Zhang Wenxuan, Yang Jianyi, He Baoji, Walker Sara Elizabeth, Zhang Hongjiu, Govindarajoo Brandon, Virtanen Jouko, Xue Zhidong, Shen Hong-Bin, Zhang Yang
Department of Computational Medicine and Bioinformatics, University of Michigan, Ann Arbor, Michigan, 48109.
Department of Biological Chemistry, University of Michigan, Ann Arbor, Michigan, 48109.
Proteins. 2016 Sep;84 Suppl 1(Suppl 1):76-86. doi: 10.1002/prot.24930. Epub 2015 Sep 23.

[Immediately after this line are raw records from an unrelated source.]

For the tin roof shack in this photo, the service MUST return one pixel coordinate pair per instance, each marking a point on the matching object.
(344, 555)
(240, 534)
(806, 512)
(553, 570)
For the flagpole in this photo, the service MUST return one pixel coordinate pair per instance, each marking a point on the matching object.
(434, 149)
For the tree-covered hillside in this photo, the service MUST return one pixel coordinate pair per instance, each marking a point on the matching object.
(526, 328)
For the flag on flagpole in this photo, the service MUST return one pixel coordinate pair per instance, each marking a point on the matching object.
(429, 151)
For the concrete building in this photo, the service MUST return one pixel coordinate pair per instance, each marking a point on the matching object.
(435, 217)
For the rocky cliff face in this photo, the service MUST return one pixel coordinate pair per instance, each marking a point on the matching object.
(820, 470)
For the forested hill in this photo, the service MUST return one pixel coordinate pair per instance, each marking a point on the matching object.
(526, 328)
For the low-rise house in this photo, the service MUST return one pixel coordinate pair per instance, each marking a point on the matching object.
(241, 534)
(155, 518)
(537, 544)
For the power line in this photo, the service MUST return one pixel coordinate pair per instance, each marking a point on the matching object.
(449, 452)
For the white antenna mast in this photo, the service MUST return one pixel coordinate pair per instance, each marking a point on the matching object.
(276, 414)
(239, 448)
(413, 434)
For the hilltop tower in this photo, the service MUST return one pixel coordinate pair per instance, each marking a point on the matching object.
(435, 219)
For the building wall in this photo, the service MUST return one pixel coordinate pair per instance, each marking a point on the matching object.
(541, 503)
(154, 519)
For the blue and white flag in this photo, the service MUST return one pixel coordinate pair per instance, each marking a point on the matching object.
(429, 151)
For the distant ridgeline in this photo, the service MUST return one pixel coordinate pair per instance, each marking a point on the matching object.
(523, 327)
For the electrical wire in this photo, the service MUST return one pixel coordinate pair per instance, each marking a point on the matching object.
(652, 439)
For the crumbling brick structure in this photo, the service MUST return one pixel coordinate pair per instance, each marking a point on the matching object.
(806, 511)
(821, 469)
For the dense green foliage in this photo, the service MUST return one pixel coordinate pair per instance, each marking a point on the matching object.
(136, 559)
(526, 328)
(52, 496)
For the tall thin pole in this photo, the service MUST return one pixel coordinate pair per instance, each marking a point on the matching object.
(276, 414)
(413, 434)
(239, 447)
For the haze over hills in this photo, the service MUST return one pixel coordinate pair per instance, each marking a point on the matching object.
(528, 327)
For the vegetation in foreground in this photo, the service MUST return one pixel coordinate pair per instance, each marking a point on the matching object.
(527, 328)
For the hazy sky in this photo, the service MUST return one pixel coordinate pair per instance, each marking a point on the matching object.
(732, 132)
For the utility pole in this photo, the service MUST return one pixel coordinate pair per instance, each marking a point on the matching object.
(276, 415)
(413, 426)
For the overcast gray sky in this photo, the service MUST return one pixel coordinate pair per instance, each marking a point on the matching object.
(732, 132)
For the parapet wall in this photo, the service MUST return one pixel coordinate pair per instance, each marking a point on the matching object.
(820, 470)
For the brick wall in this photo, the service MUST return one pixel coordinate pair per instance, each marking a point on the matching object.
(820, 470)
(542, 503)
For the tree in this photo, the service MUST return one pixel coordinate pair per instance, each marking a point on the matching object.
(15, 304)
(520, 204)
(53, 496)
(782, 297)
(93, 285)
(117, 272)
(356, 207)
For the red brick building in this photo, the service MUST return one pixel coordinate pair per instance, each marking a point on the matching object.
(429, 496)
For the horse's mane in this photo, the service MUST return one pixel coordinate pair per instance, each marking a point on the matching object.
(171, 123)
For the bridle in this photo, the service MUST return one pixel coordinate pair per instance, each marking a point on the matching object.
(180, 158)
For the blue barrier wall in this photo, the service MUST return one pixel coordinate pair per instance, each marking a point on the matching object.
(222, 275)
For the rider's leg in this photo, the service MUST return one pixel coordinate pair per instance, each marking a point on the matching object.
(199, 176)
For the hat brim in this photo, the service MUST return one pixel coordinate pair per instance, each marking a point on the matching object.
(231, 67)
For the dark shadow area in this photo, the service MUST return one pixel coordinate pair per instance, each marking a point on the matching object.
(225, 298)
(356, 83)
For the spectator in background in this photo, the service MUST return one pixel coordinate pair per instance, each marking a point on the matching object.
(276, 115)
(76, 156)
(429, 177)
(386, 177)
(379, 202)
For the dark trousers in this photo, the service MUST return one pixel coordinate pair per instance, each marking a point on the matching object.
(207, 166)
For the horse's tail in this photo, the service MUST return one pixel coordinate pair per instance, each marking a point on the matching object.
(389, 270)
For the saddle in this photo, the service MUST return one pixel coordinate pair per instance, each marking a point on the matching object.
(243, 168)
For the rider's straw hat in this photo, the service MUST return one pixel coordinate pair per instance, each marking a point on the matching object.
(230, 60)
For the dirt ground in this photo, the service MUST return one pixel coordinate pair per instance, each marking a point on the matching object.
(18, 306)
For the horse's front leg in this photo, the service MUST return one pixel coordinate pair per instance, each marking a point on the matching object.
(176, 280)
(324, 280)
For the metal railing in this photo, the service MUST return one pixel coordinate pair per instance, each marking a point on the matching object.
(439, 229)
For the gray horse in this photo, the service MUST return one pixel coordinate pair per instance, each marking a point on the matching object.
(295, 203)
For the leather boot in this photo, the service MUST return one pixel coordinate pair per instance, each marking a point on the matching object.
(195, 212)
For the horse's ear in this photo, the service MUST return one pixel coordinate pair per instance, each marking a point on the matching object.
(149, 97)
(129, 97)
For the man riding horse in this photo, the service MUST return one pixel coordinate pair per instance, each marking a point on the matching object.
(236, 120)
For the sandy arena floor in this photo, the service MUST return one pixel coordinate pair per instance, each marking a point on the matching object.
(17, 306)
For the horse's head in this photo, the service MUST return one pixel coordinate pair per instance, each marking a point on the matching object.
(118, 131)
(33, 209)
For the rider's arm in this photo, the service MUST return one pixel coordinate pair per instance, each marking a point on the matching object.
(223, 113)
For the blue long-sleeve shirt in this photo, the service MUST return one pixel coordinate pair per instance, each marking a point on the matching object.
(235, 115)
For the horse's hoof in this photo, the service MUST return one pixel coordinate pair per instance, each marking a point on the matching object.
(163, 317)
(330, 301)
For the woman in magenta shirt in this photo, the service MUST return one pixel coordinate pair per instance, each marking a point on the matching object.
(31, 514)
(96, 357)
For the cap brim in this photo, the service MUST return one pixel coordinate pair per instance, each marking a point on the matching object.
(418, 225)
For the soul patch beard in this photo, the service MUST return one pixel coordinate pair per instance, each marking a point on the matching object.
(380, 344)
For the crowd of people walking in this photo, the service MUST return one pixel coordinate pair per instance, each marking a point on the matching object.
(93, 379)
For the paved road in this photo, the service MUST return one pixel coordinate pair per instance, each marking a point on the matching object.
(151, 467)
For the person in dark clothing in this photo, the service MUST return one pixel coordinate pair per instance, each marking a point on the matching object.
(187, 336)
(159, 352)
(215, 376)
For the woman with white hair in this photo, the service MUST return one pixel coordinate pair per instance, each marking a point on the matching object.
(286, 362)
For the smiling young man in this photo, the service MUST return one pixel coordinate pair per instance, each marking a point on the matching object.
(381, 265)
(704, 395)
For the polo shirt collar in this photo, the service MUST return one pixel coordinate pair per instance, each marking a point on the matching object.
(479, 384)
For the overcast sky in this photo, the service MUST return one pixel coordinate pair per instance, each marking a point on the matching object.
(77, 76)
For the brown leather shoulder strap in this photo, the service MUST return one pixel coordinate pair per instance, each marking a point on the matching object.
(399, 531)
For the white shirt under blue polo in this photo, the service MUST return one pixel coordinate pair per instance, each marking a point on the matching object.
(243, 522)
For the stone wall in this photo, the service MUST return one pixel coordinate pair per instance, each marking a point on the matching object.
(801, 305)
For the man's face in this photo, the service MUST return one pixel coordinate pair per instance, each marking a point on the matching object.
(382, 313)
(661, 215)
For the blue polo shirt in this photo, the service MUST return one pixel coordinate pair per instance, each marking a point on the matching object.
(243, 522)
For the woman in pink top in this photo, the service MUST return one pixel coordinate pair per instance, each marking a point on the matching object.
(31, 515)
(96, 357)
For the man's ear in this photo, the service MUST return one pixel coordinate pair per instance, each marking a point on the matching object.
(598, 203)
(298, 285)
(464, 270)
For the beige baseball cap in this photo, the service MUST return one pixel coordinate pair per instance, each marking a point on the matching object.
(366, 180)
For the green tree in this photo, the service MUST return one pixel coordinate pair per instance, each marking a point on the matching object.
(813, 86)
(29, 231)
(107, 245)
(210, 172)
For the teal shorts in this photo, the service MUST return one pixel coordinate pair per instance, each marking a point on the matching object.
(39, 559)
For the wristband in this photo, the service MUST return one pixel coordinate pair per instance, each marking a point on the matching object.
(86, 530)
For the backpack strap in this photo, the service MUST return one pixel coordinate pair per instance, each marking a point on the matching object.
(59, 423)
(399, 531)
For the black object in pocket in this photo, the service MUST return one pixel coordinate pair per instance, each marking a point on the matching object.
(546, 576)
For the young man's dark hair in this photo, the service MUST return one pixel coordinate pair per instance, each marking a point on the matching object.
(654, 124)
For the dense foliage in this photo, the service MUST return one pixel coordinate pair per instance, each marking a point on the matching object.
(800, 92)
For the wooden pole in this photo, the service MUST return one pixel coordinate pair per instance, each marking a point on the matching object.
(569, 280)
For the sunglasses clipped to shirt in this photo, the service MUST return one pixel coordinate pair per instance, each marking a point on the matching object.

We tested two pipelines developed for template-free protein structure prediction in the CASP11 experiment. First, the QUARK pipeline constructs structure models by reassembling fragments of continuously distributed lengths excised from unrelated proteins. Five free-modeling (FM) targets have the model successfully constructed by QUARK with a TM-score above 0.4, including the first model of T0837-D1, which has a TM-score = 0.736 and RMSD = 2.9 Å to the native. Detailed analysis showed that the success is partly attributed to the high-resolution contact map prediction derived from fragment-based distance-profiles, which are mainly located between regular secondary structure elements and loops/turns and help guide the orientation of secondary structure assembly. In the Zhang-Server pipeline, weakly scoring threading templates are re-ordered by the structural similarity to the ab initio folding models, which are then reassembled by I-TASSER based structure assembly simulations; 60% more domains with length up to 204 residues, compared to the QUARK pipeline, were successfully modeled by the I-TASSER pipeline with a TM-score above 0.4. The robustness of the I-TASSER pipeline can stem from the composite fragment-assembly simulations that combine structures from both ab initio folding and threading template refinements. Despite the promising cases, challenges still exist in long-range beta-strand folding, domain parsing, and the uncertainty of secondary structure prediction; the latter of which was found to affect nearly all aspects of FM structure predictions, from fragment identification, target classification, structure assembly, to final model selection. Significant efforts are needed to solve these problems before real progress on FM could be made. Proteins 2016; 84(Suppl 1):76-86. © 2015 Wiley Periodicals, Inc.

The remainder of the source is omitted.